One possibility is that Mr. Xi would be crushing one of his claims to power: the promise of a “China dream.” This grand idea, repeated again and again, rests in part on a racial stereotype. It is the myth that all people of Chinese descent share a cultural unity and their political identity must be defined – and enforced – by the Communist Party.

It is this notion of ethnic patriotism – or bloodlines as destiny – that has been so ably challenged by the protesters. Their embrace of civil values as a collective identity is not based on dimensions of “Chineseness.” They have forged a cultural unity around the daily practice of freedom of speech and assembly, equality under a system of law left by British rule, and political transparency and accountability.

Hong Kongers – which most prefer to be called instead of Chinese – have coalesced around a shared self-governance, mutual respect, and open-mindedness. The crushing of the protests could not crush this internalized identity. A violent display of authority would expose the empty myth of a homogeneous ethnicity. The emperor would be seen as having no clothes.

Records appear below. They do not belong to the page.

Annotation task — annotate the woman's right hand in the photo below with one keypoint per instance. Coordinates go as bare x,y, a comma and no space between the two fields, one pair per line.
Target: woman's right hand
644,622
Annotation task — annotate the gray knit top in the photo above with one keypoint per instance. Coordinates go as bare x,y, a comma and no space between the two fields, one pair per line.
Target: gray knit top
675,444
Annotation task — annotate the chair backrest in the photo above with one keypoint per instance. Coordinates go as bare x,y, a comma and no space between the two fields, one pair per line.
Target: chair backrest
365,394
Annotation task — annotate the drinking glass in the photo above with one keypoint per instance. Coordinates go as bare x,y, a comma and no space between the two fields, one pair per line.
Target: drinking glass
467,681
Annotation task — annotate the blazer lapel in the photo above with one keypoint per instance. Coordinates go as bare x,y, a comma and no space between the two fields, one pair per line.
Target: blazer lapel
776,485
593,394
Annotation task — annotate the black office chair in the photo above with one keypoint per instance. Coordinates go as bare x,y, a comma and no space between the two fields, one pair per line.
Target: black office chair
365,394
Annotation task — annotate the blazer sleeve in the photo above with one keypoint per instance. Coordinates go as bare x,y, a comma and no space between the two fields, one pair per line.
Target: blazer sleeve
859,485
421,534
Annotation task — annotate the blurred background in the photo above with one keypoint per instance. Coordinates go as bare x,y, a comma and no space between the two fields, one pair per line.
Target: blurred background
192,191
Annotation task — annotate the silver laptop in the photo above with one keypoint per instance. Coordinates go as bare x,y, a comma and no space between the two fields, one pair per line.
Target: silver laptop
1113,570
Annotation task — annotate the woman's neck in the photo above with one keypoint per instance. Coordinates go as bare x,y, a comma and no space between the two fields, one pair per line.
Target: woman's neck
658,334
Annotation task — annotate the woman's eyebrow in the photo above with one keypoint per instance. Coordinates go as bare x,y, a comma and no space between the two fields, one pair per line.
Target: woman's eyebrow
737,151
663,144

Since his rise to power in 2012, Mr. Xi has tried to extend his “China dream” to both Hong Kong and the independent island nation of Taiwan. In a 2015 meeting with Taiwan’s then-leader, Ma Ying-jeou, he stated, “We [China and Taiwan] are brothers connected by flesh even if our bones are broken. We are a family whose blood is thicker than water.”

The Taiwanese, who have enjoyed democracy for three decades, do not buy this claim, especially as it is made under the threat of military coercion. Nearly two-thirds of the country’s 23 million citizens see themselves as Taiwanese, not Chinese. Their view is reinforced by Beijing’s rising threats against the Hong Kong protesters.

The “China dream” is based on the work of Mr. Xi’s ideology mastermind, Wang Huning. The former scholar sits on the party’s powerful politburo. His writings argue that Chinese people are prone to accept authoritarian rule out of Confucian-style reverence. They are “descendants of the dragon” and not yet advanced in their thinking to really know their interests. They need the paternalistic rule of an unchallenged Communist Party, not a system based on the choice of individuals. Mr. Wang says democratic freedoms and basic rights are “self-defeating.”

Cultural typecasting is not unique to China’s rulers. Many leaders hold to power on claims of ethnic cohesiveness rather than a civic nation.

In their thinking and actions, Hong Kong’s protesters have already overthrown Mr. Xi’s ethnic branding. Their conscience is already free. Their identity is chosen, not given, and rooted in universal values, not an imposed dream of ancestral traits. Whatever crackdown may still be imposed, this self-determined identity cannot be crushed. This may be giving Mr. Xi pause.